I've built microservices. I've also migrated teams away from them. The second conversation is more common than the first, and it starts the same way each time: "We split our app into twelve services and now nobody can deploy without coordinating with three other teams."


This isn't contrarianism. It's a pattern I've watched repeat across multiple projects.


The Distributed Tax Hits on Day One


Microservices introduce costs before they deliver value. Network calls replace function calls. You need service discovery, circuit breakers, distributed tracing, saga patterns for transactions, and a deployment pipeline for each service. In production, none of this is optional.


I worked with a team of six developers maintaining eleven services. They spent more time in incident calls than writing code. Their architecture diagram looked impressive on a whiteboard. The reality was four hours of coordination for a one-line change that touched two services.


A monolith would have needed a function call and a test suite. Same outcome. A fraction of the operational overhead.


Why Teams Reach for the Split


The three reasons I hear most:


"We need to scale independently." Most services in a microservice architecture don't need independent scaling. The database is the bottleneck the majority of the time, and splitting your app into services doesn't fix that.


"We want teams to own their domain." Domain ownership works in a monolith too. Use modules. Enforce boundaries with code review and linting rules. The organizational problem doesn't require an infrastructure solution.


"Our codebase is too big." Modularization and bounded contexts work without network boundaries. Python packages, npm workspaces, Java modules, all let you split code without splitting deployments.


These reasons sound reasonable in a planning meeting. In production, each one adds operational weight that compounds.


Where Microservices Earn Their Cost


There are cases where the distributed tax is worth paying. The conditions are specific.


Independent scaling requirements. One service handles 95% of traffic with distinct performance needs. The rest of the app runs on different constraints. I've seen this in payment processing where the transaction engine needs dedicated compute and the dashboard doesn't.


Different technology stacks. One component needs Python for ML inference while the rest runs on Node.js. Deploying them together means compromising on tooling for one or both.

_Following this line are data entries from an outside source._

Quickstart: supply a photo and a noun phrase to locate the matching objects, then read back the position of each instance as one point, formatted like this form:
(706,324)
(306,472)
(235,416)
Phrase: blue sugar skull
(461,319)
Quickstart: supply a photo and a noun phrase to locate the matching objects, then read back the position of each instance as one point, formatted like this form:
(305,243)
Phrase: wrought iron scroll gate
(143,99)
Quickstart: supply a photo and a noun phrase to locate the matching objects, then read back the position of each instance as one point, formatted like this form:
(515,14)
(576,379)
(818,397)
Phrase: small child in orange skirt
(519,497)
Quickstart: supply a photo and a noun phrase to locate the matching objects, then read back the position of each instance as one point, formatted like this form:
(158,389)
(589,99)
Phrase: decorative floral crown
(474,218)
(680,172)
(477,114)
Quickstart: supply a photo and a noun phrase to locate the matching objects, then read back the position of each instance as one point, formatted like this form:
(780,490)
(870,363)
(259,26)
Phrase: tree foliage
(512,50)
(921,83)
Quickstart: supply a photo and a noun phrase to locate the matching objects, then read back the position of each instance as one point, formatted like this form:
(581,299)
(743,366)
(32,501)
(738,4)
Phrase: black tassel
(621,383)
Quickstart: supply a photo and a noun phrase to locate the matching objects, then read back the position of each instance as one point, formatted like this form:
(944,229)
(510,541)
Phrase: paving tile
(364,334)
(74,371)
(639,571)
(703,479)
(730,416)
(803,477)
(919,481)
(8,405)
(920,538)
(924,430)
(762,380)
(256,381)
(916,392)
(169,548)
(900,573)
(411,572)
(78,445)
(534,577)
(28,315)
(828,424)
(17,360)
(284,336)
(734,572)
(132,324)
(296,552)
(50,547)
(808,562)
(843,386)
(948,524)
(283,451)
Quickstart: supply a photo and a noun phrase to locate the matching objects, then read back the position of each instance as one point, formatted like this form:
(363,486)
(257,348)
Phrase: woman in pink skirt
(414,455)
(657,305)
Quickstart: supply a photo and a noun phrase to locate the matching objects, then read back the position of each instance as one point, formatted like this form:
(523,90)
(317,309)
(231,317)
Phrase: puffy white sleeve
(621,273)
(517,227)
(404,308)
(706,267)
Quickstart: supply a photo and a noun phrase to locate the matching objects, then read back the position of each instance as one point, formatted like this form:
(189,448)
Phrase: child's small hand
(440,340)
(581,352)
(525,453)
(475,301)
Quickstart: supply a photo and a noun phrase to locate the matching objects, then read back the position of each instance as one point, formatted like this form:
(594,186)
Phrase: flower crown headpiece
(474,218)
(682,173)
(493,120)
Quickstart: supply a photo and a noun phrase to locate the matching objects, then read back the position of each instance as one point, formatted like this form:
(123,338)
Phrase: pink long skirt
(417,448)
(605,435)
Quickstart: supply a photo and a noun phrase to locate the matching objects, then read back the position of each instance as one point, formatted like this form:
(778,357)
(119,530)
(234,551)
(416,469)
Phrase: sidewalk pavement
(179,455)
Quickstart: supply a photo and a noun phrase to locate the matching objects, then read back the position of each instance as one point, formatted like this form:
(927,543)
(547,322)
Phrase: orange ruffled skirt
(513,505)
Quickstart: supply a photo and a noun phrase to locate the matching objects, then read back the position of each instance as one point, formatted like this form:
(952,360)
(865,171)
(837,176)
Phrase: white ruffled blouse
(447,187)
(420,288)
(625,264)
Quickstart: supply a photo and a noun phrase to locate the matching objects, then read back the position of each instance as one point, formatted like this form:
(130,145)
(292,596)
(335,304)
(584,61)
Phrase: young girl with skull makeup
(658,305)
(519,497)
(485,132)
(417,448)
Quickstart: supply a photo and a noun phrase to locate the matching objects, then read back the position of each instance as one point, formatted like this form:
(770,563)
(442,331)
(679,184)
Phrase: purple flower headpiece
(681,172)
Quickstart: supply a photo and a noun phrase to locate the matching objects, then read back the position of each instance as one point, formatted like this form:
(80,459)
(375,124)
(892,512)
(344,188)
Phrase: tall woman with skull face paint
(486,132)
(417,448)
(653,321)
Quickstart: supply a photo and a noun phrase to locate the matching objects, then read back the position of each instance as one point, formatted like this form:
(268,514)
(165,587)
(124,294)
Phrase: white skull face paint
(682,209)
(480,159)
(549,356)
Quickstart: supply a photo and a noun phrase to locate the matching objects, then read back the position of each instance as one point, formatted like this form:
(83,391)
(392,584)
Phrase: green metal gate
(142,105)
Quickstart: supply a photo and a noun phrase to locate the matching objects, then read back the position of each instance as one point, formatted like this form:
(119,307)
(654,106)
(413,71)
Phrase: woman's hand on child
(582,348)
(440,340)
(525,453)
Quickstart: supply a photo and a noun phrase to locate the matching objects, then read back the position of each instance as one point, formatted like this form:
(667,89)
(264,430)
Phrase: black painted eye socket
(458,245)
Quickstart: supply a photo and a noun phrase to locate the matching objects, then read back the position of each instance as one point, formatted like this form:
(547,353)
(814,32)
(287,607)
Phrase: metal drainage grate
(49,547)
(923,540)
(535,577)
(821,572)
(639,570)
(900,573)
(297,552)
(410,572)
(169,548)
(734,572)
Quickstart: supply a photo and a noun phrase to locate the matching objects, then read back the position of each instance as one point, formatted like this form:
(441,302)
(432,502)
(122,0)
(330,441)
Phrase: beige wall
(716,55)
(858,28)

Genuine organizational boundaries. You have 40+ engineers across multiple time zones. Team autonomy matters more than deployment simplicity. At that scale, the coordination cost of a monolith exceeds the coordination cost of microservices.

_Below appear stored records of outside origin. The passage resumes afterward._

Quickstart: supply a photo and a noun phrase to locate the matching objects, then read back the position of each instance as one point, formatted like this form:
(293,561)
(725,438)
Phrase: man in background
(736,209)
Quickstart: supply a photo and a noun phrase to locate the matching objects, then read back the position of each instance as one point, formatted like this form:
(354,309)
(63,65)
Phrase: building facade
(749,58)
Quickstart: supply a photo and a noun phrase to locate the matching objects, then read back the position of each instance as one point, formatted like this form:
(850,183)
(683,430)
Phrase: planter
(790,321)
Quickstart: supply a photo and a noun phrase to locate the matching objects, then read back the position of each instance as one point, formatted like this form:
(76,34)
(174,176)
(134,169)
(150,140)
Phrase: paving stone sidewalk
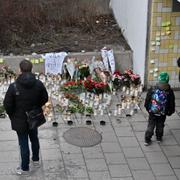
(120,156)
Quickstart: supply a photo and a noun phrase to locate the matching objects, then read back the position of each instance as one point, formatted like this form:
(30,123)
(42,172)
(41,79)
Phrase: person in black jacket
(28,93)
(158,119)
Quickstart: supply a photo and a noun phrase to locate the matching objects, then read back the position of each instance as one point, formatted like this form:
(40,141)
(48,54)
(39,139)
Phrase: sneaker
(159,139)
(36,164)
(19,171)
(147,143)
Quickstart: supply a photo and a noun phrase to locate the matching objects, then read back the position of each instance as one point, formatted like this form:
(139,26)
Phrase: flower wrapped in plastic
(83,71)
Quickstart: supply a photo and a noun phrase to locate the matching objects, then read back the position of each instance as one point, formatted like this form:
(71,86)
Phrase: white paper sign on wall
(54,62)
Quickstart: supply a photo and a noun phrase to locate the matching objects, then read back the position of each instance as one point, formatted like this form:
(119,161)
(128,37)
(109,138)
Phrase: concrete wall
(164,42)
(131,16)
(123,60)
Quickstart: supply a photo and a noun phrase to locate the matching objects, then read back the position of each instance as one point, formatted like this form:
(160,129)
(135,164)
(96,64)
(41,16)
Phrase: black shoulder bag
(35,117)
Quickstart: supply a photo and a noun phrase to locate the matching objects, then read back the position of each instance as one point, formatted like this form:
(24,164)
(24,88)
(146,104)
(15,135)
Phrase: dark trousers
(24,147)
(155,122)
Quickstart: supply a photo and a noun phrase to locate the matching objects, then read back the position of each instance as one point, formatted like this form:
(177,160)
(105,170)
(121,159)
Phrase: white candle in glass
(124,89)
(115,112)
(119,111)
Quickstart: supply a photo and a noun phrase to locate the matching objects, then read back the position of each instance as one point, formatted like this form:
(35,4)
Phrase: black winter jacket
(170,106)
(31,93)
(178,63)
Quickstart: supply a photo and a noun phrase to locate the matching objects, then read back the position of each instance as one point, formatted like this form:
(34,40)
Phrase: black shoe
(159,139)
(147,143)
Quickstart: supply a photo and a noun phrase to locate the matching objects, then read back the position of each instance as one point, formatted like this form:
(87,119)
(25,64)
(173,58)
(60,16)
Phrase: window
(176,6)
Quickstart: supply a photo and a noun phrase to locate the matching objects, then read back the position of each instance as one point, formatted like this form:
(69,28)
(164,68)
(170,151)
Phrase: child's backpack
(158,102)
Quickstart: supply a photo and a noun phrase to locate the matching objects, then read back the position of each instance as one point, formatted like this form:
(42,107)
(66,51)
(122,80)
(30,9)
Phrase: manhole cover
(82,137)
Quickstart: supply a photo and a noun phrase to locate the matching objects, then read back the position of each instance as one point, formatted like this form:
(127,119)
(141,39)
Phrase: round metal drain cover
(82,137)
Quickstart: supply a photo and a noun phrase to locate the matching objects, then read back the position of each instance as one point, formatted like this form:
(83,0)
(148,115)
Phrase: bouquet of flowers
(83,71)
(72,86)
(127,79)
(116,80)
(96,87)
(134,78)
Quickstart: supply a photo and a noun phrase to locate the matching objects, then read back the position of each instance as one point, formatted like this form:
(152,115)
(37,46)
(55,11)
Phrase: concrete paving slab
(121,170)
(115,158)
(141,174)
(156,157)
(120,156)
(162,169)
(138,164)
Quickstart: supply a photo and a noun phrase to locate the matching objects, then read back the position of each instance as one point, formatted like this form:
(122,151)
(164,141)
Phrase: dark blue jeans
(24,147)
(155,122)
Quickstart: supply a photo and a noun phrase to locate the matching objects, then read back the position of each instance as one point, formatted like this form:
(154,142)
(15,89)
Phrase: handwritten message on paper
(54,62)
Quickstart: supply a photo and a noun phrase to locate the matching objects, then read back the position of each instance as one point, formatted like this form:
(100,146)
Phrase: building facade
(152,29)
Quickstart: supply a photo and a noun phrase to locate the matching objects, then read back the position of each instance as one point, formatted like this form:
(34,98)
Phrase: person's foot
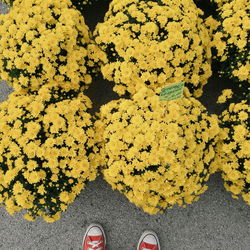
(94,238)
(148,241)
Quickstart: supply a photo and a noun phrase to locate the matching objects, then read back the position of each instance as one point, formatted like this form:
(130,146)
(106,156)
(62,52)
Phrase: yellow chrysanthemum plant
(233,150)
(230,43)
(9,2)
(47,150)
(154,43)
(45,40)
(156,153)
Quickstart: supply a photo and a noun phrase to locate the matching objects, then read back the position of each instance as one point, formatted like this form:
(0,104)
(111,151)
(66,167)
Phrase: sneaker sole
(146,233)
(94,225)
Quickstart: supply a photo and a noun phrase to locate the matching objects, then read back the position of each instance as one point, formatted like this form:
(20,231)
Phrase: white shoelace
(95,244)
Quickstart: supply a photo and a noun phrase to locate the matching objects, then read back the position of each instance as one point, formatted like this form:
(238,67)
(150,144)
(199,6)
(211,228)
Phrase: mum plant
(44,40)
(230,43)
(153,43)
(47,150)
(156,153)
(233,150)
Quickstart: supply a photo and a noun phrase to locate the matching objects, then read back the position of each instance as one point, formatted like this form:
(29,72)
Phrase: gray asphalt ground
(216,221)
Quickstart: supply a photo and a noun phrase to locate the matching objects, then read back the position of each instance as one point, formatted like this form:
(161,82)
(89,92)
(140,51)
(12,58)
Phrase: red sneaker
(148,241)
(94,238)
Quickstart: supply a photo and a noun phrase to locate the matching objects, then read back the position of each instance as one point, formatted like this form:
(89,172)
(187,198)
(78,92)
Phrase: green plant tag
(172,92)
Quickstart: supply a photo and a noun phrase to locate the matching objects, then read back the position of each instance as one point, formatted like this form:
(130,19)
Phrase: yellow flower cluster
(47,150)
(155,152)
(226,94)
(154,43)
(233,150)
(220,2)
(231,40)
(44,40)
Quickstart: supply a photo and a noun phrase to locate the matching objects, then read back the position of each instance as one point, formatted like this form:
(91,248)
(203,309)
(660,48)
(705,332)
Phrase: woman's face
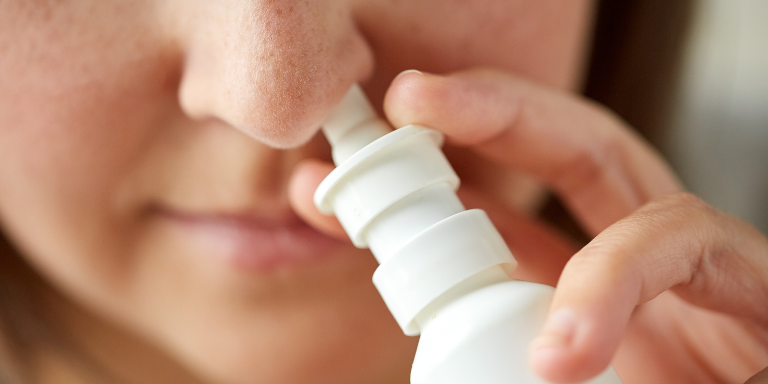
(146,147)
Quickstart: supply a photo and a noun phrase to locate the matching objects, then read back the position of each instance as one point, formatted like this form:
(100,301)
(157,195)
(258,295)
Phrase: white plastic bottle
(444,271)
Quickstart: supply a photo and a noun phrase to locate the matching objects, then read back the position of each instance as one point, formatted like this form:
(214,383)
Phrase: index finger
(600,168)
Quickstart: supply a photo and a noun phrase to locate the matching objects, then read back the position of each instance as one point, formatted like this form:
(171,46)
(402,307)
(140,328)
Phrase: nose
(270,68)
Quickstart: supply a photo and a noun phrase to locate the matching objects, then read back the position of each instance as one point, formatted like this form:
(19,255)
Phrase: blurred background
(717,138)
(692,77)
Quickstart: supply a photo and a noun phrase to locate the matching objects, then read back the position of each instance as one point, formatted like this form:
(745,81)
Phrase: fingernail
(407,72)
(558,331)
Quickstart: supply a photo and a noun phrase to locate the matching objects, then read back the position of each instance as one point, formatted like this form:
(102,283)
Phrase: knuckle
(684,203)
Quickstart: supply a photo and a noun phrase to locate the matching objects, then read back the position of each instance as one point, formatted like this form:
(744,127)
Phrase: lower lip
(252,245)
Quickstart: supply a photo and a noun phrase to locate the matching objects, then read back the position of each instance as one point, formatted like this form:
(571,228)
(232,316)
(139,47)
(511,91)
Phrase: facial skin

If none of these apply to your team of eight developers, you're paying for distributed systems complexity without collecting the benefits.

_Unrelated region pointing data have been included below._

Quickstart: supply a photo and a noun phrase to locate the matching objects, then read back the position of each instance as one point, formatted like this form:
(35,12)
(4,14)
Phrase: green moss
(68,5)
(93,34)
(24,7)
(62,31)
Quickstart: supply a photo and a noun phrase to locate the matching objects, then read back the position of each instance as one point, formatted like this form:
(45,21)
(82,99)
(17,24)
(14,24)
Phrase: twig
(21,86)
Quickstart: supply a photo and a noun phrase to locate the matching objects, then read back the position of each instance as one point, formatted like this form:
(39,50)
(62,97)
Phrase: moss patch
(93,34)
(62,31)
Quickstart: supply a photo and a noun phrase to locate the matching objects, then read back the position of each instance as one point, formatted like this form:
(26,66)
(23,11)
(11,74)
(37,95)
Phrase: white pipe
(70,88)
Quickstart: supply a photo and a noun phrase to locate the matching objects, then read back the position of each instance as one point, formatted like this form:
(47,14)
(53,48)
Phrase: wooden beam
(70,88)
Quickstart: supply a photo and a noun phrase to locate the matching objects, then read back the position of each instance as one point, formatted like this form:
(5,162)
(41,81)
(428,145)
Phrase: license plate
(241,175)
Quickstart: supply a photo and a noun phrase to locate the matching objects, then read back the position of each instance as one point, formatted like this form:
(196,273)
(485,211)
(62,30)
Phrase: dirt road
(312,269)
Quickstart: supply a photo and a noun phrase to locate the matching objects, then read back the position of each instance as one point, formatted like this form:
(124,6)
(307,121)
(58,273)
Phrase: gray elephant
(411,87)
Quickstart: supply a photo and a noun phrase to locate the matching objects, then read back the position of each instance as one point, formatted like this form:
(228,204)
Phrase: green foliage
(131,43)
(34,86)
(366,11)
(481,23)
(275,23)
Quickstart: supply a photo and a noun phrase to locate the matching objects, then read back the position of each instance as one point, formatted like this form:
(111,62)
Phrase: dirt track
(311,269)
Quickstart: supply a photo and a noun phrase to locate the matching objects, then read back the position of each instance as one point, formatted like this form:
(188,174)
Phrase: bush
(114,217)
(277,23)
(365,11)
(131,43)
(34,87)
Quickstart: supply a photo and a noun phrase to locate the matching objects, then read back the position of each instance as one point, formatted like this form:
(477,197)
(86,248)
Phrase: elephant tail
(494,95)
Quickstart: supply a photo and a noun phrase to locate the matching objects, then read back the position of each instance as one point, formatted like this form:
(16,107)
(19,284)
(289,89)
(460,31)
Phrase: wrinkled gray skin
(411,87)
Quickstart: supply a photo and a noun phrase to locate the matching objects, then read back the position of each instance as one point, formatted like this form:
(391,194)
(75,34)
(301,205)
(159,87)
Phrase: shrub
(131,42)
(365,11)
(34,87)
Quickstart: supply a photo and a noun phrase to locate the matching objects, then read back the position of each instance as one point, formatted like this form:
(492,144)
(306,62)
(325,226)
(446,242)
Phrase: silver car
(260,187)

The Monolith Is a Starting Point, Not a Compromise


A well-structured monolith uses clear module boundaries, enforces them at the build level, and deploys in one step. You get fast local development, simple debugging, and transactional consistency without extra infrastructure.


The teams I've seen succeed with monoliths share one trait: they treat internal boundaries with the same discipline that microservice teams use for API contracts. The difference is you enforce boundaries at compile time or test time, not at the network layer.


Start monolithic. Extract services when you have a concrete reason backed by production data, not a theoretical reason from a conference talk. Architecture is about trade-offs, not silver bullets.

The best way to get a project done faster is to start sooner.